Pateliya Bharat Bhai, Singh Nirmal, Jaggi Amteshwar Singh
Department of Pharmaceutical Sciences and Drug Research, Punjabi University, Patiala, India.
Biol Pharm Bull. 2008 Sep;31(9):1755-60. doi: 10.1248/bpb.31.1755.
The present study was designed to investigate the possible role of opioids and K(ATP) channels in ischemic postconditioning-induced reversal of global cerebral ischemia and reperfusion (I/R) induced neuronal injury. Mice were subjected to global ischemia by bilateral carotid artery occlusion for 10 min followed by reperfusion for 24 h, to produce neuronal injury. Ischemic postconditioning was induced by three episodes of carotid artery occlusion and reperfusion of 10 s each, immediately after global ischemia. Morphine postconditioning was induced by administration of morphine (5 mg/kg i.v.), 5 min prior to reperfusion. Naloxone (5 mg/kg i.v.), opioid receptor antagonist, and glibenclamide (5 mg/kg i.v.), K(ATP) channel blocker were administered 10 min before global ischemia. Extent of cerebral injury was assessed by measuring cerebral infarct size using triphenyl tetrazolium chloride (TTC) staining. Short-term memory was evaluated using the elevated plus maze test, while degree of motor incoordination was evaluated using inclined beam-walking, rota-rod and lateral push tests. Bilateral carotid artery occlusion followed by reperfusion resulted in significant increase in infarct size, impairment in short-term memory and motor co-ordination. Ischemic/morphine postconditioning significantly attenuated I/R induced neuronal injury and behavioural alterations. Pretreatments with naloxone and glibenclamide attenuated the neuroprotective effects of ischemic/morphine postconditioning. It may be concluded that ischemic/morphine postconditioning protects I/R induced cerebral injury via activating opioid receptor and K(ATP) channel opening.

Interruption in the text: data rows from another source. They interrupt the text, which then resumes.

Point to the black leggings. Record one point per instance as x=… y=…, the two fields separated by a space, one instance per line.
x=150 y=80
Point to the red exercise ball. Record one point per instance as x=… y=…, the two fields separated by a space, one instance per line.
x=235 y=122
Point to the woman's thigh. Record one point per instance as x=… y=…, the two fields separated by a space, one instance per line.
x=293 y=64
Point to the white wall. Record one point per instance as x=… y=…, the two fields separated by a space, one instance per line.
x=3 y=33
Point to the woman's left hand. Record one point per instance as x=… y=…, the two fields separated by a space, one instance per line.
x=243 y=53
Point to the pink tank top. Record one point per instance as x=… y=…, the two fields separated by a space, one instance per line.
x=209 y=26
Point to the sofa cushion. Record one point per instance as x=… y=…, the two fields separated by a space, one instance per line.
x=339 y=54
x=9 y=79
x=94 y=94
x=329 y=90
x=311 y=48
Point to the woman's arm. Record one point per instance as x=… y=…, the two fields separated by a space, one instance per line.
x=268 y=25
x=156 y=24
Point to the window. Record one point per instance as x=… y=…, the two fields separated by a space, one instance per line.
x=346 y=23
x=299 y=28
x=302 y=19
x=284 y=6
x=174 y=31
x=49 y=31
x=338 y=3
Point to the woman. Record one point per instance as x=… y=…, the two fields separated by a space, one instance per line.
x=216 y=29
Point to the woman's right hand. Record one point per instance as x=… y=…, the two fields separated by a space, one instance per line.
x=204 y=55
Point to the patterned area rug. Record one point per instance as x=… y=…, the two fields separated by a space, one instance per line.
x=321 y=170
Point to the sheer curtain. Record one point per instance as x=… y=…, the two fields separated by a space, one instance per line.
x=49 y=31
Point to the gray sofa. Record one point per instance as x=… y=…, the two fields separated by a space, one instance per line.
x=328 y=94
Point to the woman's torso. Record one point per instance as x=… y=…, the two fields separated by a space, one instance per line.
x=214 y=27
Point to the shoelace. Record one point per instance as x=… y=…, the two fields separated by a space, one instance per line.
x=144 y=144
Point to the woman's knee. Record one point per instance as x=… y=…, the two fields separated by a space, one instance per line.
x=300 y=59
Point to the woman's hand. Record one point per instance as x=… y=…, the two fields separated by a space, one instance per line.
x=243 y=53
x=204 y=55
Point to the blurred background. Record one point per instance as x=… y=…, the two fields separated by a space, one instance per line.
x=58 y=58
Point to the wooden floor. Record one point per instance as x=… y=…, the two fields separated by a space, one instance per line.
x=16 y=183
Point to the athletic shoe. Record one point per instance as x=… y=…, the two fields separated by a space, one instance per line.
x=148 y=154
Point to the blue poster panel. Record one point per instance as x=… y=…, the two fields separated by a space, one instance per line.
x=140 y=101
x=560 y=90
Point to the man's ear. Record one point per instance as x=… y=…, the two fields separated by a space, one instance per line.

本研究旨在探讨阿片类药物和K(ATP)通道在缺血后处理诱导的全脑缺血再灌注(I/R)所致神经元损伤逆转中的可能作用。通过双侧颈动脉闭塞10分钟,随后再灌注24小时使小鼠遭受全脑缺血,以造成神经元损伤。在全脑缺血后立即通过三次每次10秒的颈动脉闭塞和再灌注诱导缺血后处理。在再灌注前5分钟通过静脉注射吗啡(5毫克/千克)诱导吗啡后处理。在全脑缺血前10分钟给予阿片受体拮抗剂纳洛酮(5毫克/千克静脉注射)和K(ATP)通道阻滞剂格列本脲(5毫克/千克静脉注射)。使用氯化三苯基四氮唑(TTC)染色通过测量脑梗死面积评估脑损伤程度。使用高架十字迷宫试验评估短期记忆,同时使用倾斜梁行走、转棒和侧向推试验评估运动不协调程度。双侧颈动脉闭塞后再灌注导致梗死面积显著增加、短期记忆和运动协调受损。缺血/吗啡后处理显著减轻I/R诱导的神经元损伤和行为改变。用纳洛酮和格列本脲预处理减弱了缺血/吗啡后处理的神经保护作用。可以得出结论,缺血/吗啡后处理通过激活阿片受体和开放K(ATP)通道来保护I/R诱导的脑损伤。